Anupama S Chandran, the daughter and a former student activist, sat on a fast outside the state secretariat seeking her baby back and action against those who allegedly kidnapped her newborn. In her police complaint, Chandran alleged her father took away and handed over the baby to a Kerala State Council for Child Welfare-run orphanage. The baby was later reportedly given to a family from Andhra Pradesh in a hurry flouting adoption rules.
The court ordered a DNA test and asked the state Child Welfare Committee to furnish details whether the baby was abandoned or admitted to a children’s home by someone. “There are enough ambiguities in records. Was the child abandoned or received from its guardians?” the court asked the panel to explain when it hears the matter next on November 1. The court asked police to submit an action taken report and other details of the case in a sealed cover. The baby will remain with the Andhra family till then.
Chandran welcomed the court’s order saying she feels she is getting closer to getting her child back. “I am happy my six-month fight for my baby evoked some results for the first time. I have immense faith in the judiciary,” she said. She said even after getting her child back, she will continue her fight against her tormentors and government agencies, who failed her.

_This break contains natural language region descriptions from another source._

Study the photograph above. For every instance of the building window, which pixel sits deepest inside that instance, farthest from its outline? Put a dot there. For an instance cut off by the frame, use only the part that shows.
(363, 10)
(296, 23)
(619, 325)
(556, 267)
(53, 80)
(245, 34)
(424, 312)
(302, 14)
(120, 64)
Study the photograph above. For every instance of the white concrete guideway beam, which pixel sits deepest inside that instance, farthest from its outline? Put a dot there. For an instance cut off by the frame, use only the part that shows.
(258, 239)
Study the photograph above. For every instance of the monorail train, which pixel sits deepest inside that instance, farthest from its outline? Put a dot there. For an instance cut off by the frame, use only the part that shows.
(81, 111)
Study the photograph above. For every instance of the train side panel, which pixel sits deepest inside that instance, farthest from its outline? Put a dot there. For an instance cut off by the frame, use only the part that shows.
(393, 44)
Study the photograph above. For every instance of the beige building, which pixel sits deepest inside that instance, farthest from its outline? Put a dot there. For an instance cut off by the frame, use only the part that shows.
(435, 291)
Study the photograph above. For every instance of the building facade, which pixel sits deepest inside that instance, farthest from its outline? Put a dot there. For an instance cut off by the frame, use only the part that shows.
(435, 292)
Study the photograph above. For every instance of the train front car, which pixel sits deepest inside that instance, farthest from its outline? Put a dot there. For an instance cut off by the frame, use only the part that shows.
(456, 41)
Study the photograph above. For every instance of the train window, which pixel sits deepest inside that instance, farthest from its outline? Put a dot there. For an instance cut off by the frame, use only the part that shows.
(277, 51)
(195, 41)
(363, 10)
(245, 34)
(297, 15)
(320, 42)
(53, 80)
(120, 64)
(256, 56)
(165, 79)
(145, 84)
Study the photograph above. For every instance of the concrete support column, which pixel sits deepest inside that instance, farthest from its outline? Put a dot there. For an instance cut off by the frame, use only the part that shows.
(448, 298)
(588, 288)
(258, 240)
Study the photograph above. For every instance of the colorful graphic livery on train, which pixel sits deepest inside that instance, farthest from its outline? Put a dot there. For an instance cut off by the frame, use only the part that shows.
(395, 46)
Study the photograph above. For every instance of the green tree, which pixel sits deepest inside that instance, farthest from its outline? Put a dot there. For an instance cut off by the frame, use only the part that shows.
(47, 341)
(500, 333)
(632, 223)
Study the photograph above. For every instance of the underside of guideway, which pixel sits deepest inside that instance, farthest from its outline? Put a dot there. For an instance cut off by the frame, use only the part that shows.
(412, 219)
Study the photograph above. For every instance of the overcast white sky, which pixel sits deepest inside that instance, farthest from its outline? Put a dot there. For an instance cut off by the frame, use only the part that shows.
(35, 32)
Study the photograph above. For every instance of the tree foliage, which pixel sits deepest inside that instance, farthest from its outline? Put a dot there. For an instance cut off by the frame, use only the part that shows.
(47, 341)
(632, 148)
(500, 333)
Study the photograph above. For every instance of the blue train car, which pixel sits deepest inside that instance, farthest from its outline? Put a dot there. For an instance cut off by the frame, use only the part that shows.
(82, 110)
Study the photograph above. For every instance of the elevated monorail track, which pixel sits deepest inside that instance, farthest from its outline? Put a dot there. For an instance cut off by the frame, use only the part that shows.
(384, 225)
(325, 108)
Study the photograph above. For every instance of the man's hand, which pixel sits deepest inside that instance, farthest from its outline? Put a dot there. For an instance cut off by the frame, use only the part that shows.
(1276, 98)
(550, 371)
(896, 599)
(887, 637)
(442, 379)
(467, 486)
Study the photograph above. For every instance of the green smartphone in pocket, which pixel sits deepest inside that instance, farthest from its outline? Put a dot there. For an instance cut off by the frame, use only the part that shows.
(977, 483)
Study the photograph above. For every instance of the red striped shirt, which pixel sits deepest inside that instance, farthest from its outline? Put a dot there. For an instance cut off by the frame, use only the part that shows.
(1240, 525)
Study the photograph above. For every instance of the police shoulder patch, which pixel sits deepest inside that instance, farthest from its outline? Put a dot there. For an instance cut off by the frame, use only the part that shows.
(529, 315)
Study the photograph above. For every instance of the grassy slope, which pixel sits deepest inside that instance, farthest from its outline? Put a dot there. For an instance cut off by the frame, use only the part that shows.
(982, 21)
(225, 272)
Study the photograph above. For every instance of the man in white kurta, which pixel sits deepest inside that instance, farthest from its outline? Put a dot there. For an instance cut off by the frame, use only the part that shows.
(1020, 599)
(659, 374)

Legal experts said she has to cross more hurdles to get her baby back after the DNA test. The foster parents or the Central Adoption Resource Authority (CARA) can appeal against the family court’s decision in a higher court. CARA is the nodal agency for all adoption-related issues in the country.
The Kerala government on Friday ordered a probe into “serious lapses and delay” on the part of its agencies in the case. The Kerala State Women’s Commission on Thursday also ordered an inquiry into the matter.
The CPI (M) too pledged support to Chandran. Chandran has said the party was aware of everything and did not expect justice from it. She added it was forced to react as the case has hit national headlines. Chandran said she has been struggling to trace her baby.
PS Jayachandran, Chandran’s father, has claimed they sent the baby to the government-run children’s home in Thiruvananthapuram with his daughter’s consent. He added Chandran signed on stamp paper but the daughter has said she did so under duress.
The opposition Congress and Bharatiya Janata Party sought a probe and the baby’s return to the mother.